One-shot run commands are great for exploration. To keep agent-legibility from regressing on every deploy, move your flows into markdown tests you can commit and run in CI.

BrowserBash reads *_test.md files where each list item is a step, with {{variables}} templating and @import for composing shared steps. Secret-marked variables are masked as ***** in every log line, so you can include credentials safely. After each run it writes a human-readable Result.md.

browserbash testmd run ./checkout_test.md

A small checkout_test.md might list: navigate to the staging store, dismiss any pop-ups, open the first product, add to cart, go to checkout, fill shipping with {{address}}, and confirm the order summary renders a subtotal. Because the steps are plain English, a product manager can read and approve them; because they live in your repo, they version with the code that can break them.

For CI and AI coding agents, add --agent for NDJSON output — one JSON object per line, with step progress events and a terminal run_end event carrying status, summary, and final_state. Exit codes are explicit: 0 passed, 1 failed, 2 error, 3 timeout. No prose parsing, so your pipeline can gate a deploy on "an agent can still complete checkout" as a hard check.

Choosing a model: the honest version

BrowserBash is Ollama-first. The default model is auto, which resolves in order: a local Ollama model first (free, no keys, nothing leaves your machine), then ANTHROPIC_API_KEY (claude-opus-4-8), then OPENAI_API_KEY (openai/gpt-4.1), otherwise it errors with guidance. On a local model your model bill is a guaranteed $0, which is the right default for running a suite of legibility checks dozens of times a day.

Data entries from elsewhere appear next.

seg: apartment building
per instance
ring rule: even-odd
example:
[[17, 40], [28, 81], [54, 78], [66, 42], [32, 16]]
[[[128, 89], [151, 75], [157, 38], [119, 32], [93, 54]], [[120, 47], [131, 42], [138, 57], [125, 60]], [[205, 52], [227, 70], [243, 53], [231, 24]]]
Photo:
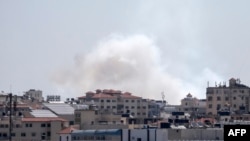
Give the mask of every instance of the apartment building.
[[[59, 131], [68, 126], [68, 121], [59, 117], [14, 117], [10, 127], [9, 116], [0, 120], [0, 140], [12, 141], [57, 141]], [[11, 133], [10, 133], [11, 128]]]
[[181, 111], [189, 113], [191, 116], [204, 115], [206, 113], [206, 100], [193, 97], [188, 93], [185, 98], [181, 100]]
[[240, 79], [231, 78], [226, 83], [215, 84], [206, 89], [206, 113], [217, 115], [220, 110], [228, 110], [234, 114], [248, 113], [250, 109], [250, 88], [241, 84]]
[[29, 91], [25, 92], [24, 97], [42, 102], [43, 92], [41, 90], [30, 89]]
[[96, 90], [87, 92], [86, 96], [78, 97], [81, 104], [94, 104], [101, 113], [126, 114], [133, 117], [149, 117], [149, 103], [147, 99], [134, 96], [129, 92], [119, 90]]

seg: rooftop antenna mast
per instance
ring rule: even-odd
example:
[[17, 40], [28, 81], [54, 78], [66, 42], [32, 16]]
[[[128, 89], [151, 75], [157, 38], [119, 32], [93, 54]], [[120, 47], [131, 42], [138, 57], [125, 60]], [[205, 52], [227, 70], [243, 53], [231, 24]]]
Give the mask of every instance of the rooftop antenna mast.
[[[165, 101], [165, 94], [164, 94], [164, 92], [161, 92], [161, 97], [162, 97], [162, 102], [164, 102]], [[166, 104], [167, 104], [167, 102], [166, 102]]]

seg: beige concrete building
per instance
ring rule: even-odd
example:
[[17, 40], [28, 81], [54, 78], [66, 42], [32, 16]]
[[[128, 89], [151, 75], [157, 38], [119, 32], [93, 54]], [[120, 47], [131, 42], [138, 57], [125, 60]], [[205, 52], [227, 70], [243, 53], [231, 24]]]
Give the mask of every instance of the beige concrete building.
[[[68, 126], [68, 121], [58, 117], [12, 119], [12, 141], [58, 141], [59, 131]], [[9, 117], [0, 120], [0, 140], [9, 140]]]
[[231, 78], [229, 86], [215, 84], [214, 87], [207, 87], [206, 113], [217, 115], [219, 110], [229, 110], [234, 114], [248, 113], [250, 109], [250, 88], [240, 83], [239, 79]]
[[25, 92], [24, 97], [42, 102], [43, 92], [41, 90], [30, 89], [29, 91]]
[[126, 122], [121, 122], [121, 119], [121, 115], [101, 113], [93, 108], [75, 110], [75, 124], [80, 129], [127, 128]]
[[206, 100], [193, 97], [188, 93], [185, 98], [181, 100], [181, 111], [187, 112], [190, 115], [198, 116], [206, 113]]
[[81, 104], [94, 104], [101, 113], [125, 114], [145, 118], [149, 115], [150, 101], [119, 90], [96, 90], [78, 97]]

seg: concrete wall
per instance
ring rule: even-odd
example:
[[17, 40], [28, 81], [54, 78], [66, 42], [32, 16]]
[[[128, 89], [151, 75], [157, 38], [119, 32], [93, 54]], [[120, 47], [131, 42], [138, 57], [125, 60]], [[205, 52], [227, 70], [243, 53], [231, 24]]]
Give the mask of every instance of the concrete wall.
[[[129, 133], [130, 132], [130, 133]], [[223, 140], [223, 129], [124, 129], [123, 141]]]
[[[60, 140], [60, 138], [61, 138], [61, 140]], [[71, 141], [71, 135], [70, 134], [60, 134], [58, 141]]]

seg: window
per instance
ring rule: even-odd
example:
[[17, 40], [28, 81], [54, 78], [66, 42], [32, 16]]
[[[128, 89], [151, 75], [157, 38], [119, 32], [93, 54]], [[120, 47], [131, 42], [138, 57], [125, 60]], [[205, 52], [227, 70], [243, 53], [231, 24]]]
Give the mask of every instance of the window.
[[3, 133], [3, 137], [7, 137], [7, 133]]
[[26, 133], [21, 133], [21, 137], [26, 137]]
[[25, 127], [32, 127], [32, 124], [31, 123], [26, 123]]
[[210, 108], [210, 109], [211, 109], [212, 107], [213, 107], [213, 106], [212, 106], [212, 104], [209, 104], [209, 105], [208, 105], [208, 108]]
[[226, 101], [228, 101], [228, 100], [229, 100], [229, 98], [228, 98], [228, 97], [225, 97], [225, 100], [226, 100]]
[[50, 137], [50, 135], [51, 135], [50, 132], [47, 132], [47, 136]]
[[217, 110], [220, 110], [220, 108], [221, 108], [221, 105], [218, 104], [218, 105], [217, 105]]
[[41, 127], [46, 127], [46, 124], [45, 124], [45, 123], [42, 123], [42, 124], [41, 124]]
[[218, 101], [220, 101], [220, 100], [221, 100], [220, 96], [217, 96], [217, 100], [218, 100]]
[[35, 136], [36, 136], [36, 133], [35, 133], [35, 132], [31, 133], [31, 136], [32, 136], [32, 137], [35, 137]]
[[213, 97], [212, 97], [212, 96], [209, 96], [209, 97], [207, 98], [207, 100], [208, 100], [208, 101], [212, 101], [212, 100], [213, 100]]

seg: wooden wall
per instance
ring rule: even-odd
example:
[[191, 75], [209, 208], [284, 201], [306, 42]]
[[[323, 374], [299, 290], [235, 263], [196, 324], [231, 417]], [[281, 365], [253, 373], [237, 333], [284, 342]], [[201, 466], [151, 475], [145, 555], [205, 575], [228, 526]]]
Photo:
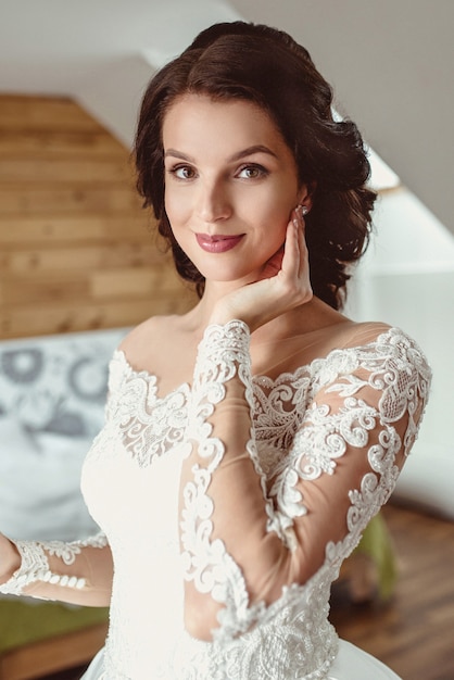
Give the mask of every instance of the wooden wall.
[[193, 295], [129, 151], [68, 99], [0, 96], [0, 337], [135, 325]]

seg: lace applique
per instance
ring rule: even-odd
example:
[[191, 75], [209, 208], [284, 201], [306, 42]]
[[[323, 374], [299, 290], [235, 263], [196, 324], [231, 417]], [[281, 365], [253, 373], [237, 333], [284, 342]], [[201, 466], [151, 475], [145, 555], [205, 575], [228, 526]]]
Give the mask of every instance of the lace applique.
[[85, 588], [85, 578], [59, 575], [51, 571], [46, 553], [59, 557], [65, 565], [72, 565], [76, 556], [80, 554], [83, 547], [104, 547], [108, 545], [108, 540], [103, 533], [98, 533], [84, 541], [72, 541], [71, 543], [64, 543], [62, 541], [12, 542], [21, 554], [22, 563], [17, 571], [15, 571], [5, 583], [0, 585], [0, 593], [9, 595], [22, 595], [24, 588], [36, 581], [43, 581], [45, 583], [52, 583], [65, 588], [75, 588], [77, 590]]
[[[206, 418], [213, 413], [214, 405], [224, 399], [225, 382], [238, 374], [245, 387], [245, 398], [256, 428], [251, 431], [247, 451], [262, 480], [268, 514], [267, 528], [268, 531], [276, 531], [291, 549], [295, 547], [291, 530], [293, 518], [307, 512], [297, 487], [299, 481], [313, 481], [324, 474], [332, 475], [337, 459], [344, 455], [349, 446], [366, 451], [369, 446], [367, 455], [371, 471], [364, 476], [361, 489], [350, 492], [349, 534], [338, 545], [330, 543], [326, 547], [327, 564], [335, 559], [333, 564], [340, 565], [395, 486], [399, 475], [395, 456], [402, 442], [391, 423], [407, 412], [406, 431], [412, 431], [414, 439], [416, 428], [412, 416], [418, 404], [424, 403], [430, 379], [424, 360], [415, 362], [418, 351], [412, 341], [393, 330], [365, 348], [332, 351], [325, 360], [316, 360], [311, 366], [300, 369], [290, 385], [285, 381], [291, 376], [281, 376], [275, 385], [267, 378], [258, 378], [253, 392], [248, 345], [248, 329], [241, 322], [206, 330], [199, 348], [193, 411], [189, 417], [191, 423], [197, 423], [193, 438], [207, 465], [203, 468], [194, 466], [193, 480], [186, 484], [184, 491], [181, 540], [185, 578], [192, 580], [199, 592], [211, 593], [214, 600], [225, 605], [218, 614], [223, 632], [214, 631], [215, 641], [216, 635], [228, 633], [235, 637], [247, 630], [253, 621], [261, 620], [265, 612], [263, 604], [249, 607], [241, 570], [226, 552], [223, 541], [212, 540], [214, 502], [209, 495], [209, 487], [222, 461], [224, 445], [211, 437], [212, 427]], [[374, 389], [377, 404], [370, 405], [356, 396], [364, 387]], [[268, 399], [264, 388], [268, 391]], [[336, 412], [331, 412], [328, 404], [317, 404], [316, 395], [324, 390], [326, 393], [338, 392], [343, 398]], [[313, 402], [310, 408], [308, 401]], [[298, 410], [295, 404], [299, 404]], [[378, 439], [374, 438], [369, 443], [369, 433], [378, 427], [381, 428]], [[268, 453], [281, 450], [283, 441], [293, 439], [287, 456], [278, 456], [275, 463], [275, 477], [269, 491], [266, 478], [269, 482], [272, 456], [267, 461], [265, 458], [268, 473], [265, 476], [260, 446], [258, 451], [255, 448], [255, 431], [261, 432], [257, 440], [266, 442], [263, 450]], [[409, 441], [407, 433], [405, 440]]]
[[159, 399], [156, 377], [136, 372], [123, 352], [115, 352], [111, 362], [110, 398], [106, 426], [93, 442], [90, 455], [100, 456], [115, 450], [118, 440], [140, 467], [152, 464], [177, 444], [185, 444], [188, 425], [188, 385], [180, 386]]

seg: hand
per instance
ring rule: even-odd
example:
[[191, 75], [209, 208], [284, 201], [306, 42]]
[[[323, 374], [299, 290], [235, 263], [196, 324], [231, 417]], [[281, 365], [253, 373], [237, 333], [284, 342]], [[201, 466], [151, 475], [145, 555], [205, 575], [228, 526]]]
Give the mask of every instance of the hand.
[[5, 536], [0, 533], [0, 583], [5, 583], [21, 566], [21, 556]]
[[312, 300], [304, 226], [301, 207], [298, 207], [292, 211], [287, 225], [282, 248], [264, 265], [256, 281], [228, 293], [216, 303], [211, 324], [224, 325], [238, 318], [253, 332], [273, 318]]

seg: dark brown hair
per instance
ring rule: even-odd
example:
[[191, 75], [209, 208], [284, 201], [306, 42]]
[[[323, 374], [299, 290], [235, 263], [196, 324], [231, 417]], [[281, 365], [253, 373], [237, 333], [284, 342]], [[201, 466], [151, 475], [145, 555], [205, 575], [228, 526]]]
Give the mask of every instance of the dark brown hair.
[[356, 125], [333, 119], [331, 87], [308, 52], [268, 26], [215, 24], [148, 86], [135, 146], [138, 190], [144, 205], [153, 207], [178, 273], [202, 295], [204, 278], [175, 240], [164, 206], [163, 119], [175, 99], [187, 92], [254, 102], [276, 123], [294, 155], [301, 184], [314, 187], [306, 216], [314, 294], [340, 308], [349, 266], [368, 242], [376, 194], [365, 186], [370, 167]]

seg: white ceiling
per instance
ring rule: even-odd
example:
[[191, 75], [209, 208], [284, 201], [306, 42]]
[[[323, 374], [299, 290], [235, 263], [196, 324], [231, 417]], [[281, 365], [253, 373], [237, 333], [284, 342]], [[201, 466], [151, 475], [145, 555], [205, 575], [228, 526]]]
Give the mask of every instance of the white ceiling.
[[307, 47], [338, 109], [454, 231], [452, 0], [0, 0], [0, 92], [72, 96], [129, 143], [154, 68], [235, 18]]

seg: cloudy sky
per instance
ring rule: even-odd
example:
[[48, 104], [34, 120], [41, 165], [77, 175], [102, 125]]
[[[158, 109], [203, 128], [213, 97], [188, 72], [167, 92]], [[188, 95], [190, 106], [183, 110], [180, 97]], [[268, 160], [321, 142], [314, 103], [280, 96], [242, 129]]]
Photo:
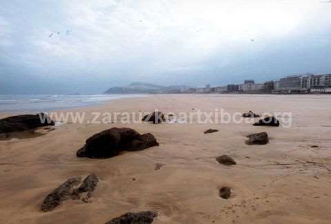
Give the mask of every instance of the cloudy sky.
[[331, 73], [328, 0], [1, 0], [0, 94]]

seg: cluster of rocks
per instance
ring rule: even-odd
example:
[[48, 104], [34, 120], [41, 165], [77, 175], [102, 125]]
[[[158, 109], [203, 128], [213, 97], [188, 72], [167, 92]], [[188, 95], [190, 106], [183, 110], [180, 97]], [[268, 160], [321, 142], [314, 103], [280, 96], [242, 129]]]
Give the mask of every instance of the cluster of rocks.
[[[252, 111], [242, 115], [245, 118], [257, 118], [260, 116]], [[46, 122], [42, 122], [43, 118]], [[143, 121], [152, 122], [154, 124], [166, 121], [164, 114], [161, 112], [154, 112], [146, 115]], [[43, 126], [54, 125], [54, 122], [44, 114], [36, 115], [19, 115], [0, 119], [0, 137], [7, 137], [7, 133], [12, 132], [25, 131]], [[268, 125], [279, 126], [279, 121], [273, 116], [265, 117], [253, 124], [254, 126]], [[214, 129], [209, 129], [204, 134], [218, 132]], [[269, 141], [266, 132], [261, 132], [248, 135], [248, 145], [267, 144]], [[155, 137], [150, 133], [141, 134], [136, 130], [128, 128], [113, 128], [88, 138], [85, 145], [77, 152], [78, 157], [88, 157], [92, 159], [106, 159], [117, 156], [123, 152], [139, 151], [158, 146]], [[228, 155], [222, 155], [216, 160], [224, 165], [234, 165], [237, 162]], [[155, 165], [155, 170], [163, 165], [161, 163]], [[53, 210], [63, 201], [68, 199], [81, 200], [88, 202], [92, 196], [92, 192], [97, 187], [99, 179], [94, 174], [88, 175], [83, 181], [81, 177], [74, 177], [68, 179], [65, 183], [52, 191], [44, 199], [41, 210], [49, 212]], [[231, 188], [223, 187], [219, 189], [219, 196], [228, 199], [231, 196]], [[150, 224], [153, 222], [157, 213], [152, 211], [137, 213], [126, 213], [115, 218], [106, 224]]]
[[150, 133], [140, 134], [128, 128], [113, 128], [95, 134], [86, 140], [86, 145], [77, 152], [78, 157], [106, 159], [123, 151], [139, 151], [159, 143]]
[[86, 203], [91, 197], [99, 179], [94, 174], [88, 175], [81, 183], [81, 185], [74, 188], [81, 183], [81, 177], [73, 177], [68, 179], [58, 187], [50, 192], [43, 200], [41, 210], [50, 212], [59, 205], [63, 201], [68, 199], [81, 199]]

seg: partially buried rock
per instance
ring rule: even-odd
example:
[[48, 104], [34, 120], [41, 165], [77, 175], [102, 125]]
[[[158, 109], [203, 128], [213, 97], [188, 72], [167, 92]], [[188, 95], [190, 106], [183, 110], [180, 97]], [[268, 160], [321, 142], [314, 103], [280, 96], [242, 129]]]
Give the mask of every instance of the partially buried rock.
[[77, 177], [70, 178], [54, 190], [43, 200], [41, 210], [43, 212], [52, 211], [63, 201], [70, 198], [73, 192], [72, 188], [79, 184], [79, 179]]
[[267, 116], [254, 123], [253, 125], [279, 127], [279, 121], [274, 116]]
[[227, 155], [223, 155], [216, 158], [216, 160], [221, 164], [225, 165], [236, 165], [236, 161], [231, 157]]
[[113, 128], [97, 133], [86, 140], [77, 151], [78, 157], [106, 159], [119, 155], [123, 151], [139, 151], [159, 143], [150, 133], [140, 134], [128, 128]]
[[219, 190], [219, 196], [223, 199], [228, 199], [231, 196], [231, 188], [223, 187]]
[[208, 130], [205, 131], [205, 134], [210, 134], [210, 133], [214, 133], [217, 132], [219, 130], [216, 129], [208, 129]]
[[248, 145], [265, 145], [269, 142], [269, 138], [266, 132], [252, 134], [247, 136], [248, 140], [246, 141]]
[[155, 111], [151, 114], [145, 115], [142, 121], [146, 122], [152, 122], [153, 123], [161, 123], [166, 121], [166, 117], [163, 112]]
[[250, 110], [246, 113], [243, 113], [242, 116], [243, 117], [246, 117], [246, 118], [260, 117], [260, 115], [254, 114], [252, 110]]
[[99, 180], [95, 174], [92, 174], [84, 179], [79, 187], [74, 188], [79, 185], [81, 181], [80, 177], [70, 178], [54, 190], [43, 201], [41, 210], [43, 212], [52, 211], [59, 205], [62, 201], [70, 198], [79, 198], [83, 193], [87, 193], [88, 194], [82, 199], [83, 201], [86, 202], [97, 187]]
[[0, 119], [0, 133], [23, 132], [39, 127], [54, 125], [55, 123], [43, 113], [9, 116]]
[[137, 213], [128, 212], [106, 223], [106, 224], [150, 224], [157, 216], [157, 213], [152, 211]]
[[0, 133], [0, 139], [7, 139], [9, 138], [9, 134], [7, 133]]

Now the caveat that matters, stated plainly: very small local models (8B parameters and under) are flaky on long, multi-step objectives. They lose the plot on a six-step checkout. For real agent-legibility flows, the sweet spot is a mid-size local model in the Qwen3 / Llama 3.3 70B class, or a capable hosted model for the hardest paths. Pin the model when you want determinism:

browserbash run "Complete the full checkout on staging.myshop.com and confirm the order confirmation page loads" --model ollama/qwen3 --timeout 180

There is a useful subtlety here. A weaker model failing your flow does not always mean your site is illegible — it can mean the model wasn't strong enough to plan the steps. To separate the two, run the flow on a capable model first to establish that it is completable at all, then drop to a smaller model. If the strong model breezes through and the small one stumbles on a specific step, that step is your legibility hot spot: it demands too much reasoning. That comparison is itself a signal.

Where this fits next to static checkers and accessibility audits

You do not have to pick one tool. These approaches answer different questions, and a good agent-readiness program uses all three layers.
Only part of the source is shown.